2025–2026 — The Trump Second Term: The Brennan Center for Justice reports that in just its first months, the second Trump administration filed emergency applications at a pace dwarfing any prior presidency, and the Court’s conservative majority granted them at an extraordinary rate. The Court blocked lower court orders on immigration enforcement, including by allowing racial profiling to continue. The Court permitted the executive branch to defund agencies, including those responsible for advanced cancer and other scientific research. The Court’s shadow docket rulings tacitly authorized mass firings of civil servants. All of these rulings were issued without full briefing or explanation, leaving lower courts with little or no guidance on how to proceed. The Court has ignored the irreparable harm caused to federal institutions, employees, and the public in favor of advancing the agenda and the power of the executive branch.
2026 — New York Congressional Map: In March 2026, the Court halted a state court order that would have redrawn a Republican-leaning congressional district — preserving a map that a lower court found illegally diluted minority voting power — without waiting for New York’s highest court to weigh in.
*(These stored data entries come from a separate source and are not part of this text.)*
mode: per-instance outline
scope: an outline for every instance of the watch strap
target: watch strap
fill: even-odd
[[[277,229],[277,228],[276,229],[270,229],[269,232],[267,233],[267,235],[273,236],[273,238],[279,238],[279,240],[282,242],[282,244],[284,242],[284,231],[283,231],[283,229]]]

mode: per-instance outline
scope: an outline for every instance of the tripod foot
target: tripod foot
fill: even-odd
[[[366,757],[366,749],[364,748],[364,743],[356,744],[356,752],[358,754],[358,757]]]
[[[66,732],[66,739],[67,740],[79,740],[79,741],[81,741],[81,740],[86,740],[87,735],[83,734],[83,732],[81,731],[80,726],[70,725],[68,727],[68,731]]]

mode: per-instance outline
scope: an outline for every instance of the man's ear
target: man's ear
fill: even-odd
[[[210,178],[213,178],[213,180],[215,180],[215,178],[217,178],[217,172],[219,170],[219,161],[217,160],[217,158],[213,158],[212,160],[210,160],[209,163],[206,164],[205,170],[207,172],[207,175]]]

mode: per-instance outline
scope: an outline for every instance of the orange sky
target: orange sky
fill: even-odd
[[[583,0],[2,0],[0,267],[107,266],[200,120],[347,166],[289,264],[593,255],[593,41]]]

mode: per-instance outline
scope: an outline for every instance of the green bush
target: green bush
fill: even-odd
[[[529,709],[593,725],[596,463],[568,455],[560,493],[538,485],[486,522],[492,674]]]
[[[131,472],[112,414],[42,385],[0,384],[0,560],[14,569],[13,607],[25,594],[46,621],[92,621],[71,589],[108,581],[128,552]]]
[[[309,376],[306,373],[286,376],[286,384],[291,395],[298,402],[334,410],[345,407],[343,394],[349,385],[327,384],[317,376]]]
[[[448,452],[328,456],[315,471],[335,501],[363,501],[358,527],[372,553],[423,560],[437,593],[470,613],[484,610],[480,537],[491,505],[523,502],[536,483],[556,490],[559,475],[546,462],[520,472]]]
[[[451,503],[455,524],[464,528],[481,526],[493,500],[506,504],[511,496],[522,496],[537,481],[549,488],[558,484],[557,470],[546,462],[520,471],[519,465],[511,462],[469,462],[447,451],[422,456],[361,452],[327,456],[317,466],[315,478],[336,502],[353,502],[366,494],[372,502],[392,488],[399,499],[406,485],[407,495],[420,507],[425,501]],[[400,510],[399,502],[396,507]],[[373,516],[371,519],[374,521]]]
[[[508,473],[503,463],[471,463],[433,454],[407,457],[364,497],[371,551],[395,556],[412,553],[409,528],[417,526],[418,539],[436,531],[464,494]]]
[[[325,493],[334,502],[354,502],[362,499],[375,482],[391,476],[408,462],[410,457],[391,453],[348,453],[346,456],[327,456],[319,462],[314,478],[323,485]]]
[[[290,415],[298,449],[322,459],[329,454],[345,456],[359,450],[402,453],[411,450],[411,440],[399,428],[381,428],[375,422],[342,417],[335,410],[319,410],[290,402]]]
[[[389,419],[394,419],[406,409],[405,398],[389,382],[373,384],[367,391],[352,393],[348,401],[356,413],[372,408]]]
Why This Matters to Every Citizen
The pattern across a decade is unmistakable: the shadow docket has been deployed overwhelmingly to advance conservative policy priorities — blocking Democratic regulatory initiatives, enabling restrictive voting rules, permitting abortion bans, and shielding executive overreach from lower court checks. When the Court does occasionally use emergency procedures to pause a Republican administration’s action, it is the exception that proves the rule.
This is not a procedural abstraction. When the Court issues an unexplained order staying a regulation, that stay can last years while litigation proceeds — long enough to render the underlying policy moot. When an abortion ban is “temporarily” allowed to take effect, real people lose access to medical care in the interim. When voting rules are changed at the last minute, election administrators and voters are left scrambling.
The framers designed a Supreme Court that would check political power through transparent, reasoned deliberation. The Roberts shadow docket is the opposite: political power exercised through speed, secrecy, vibes, and the studied refusal to explain. The New York Times has now shown us, in Roberts’s own words, exactly how it began — not as a regrettable emergency measure, but as a deliberate choice, made in private, without a single word of public justification.
The Supreme Court’s shadow docket rulings are undermining the rule of law. That is worth knowing. And it is worth being angry about.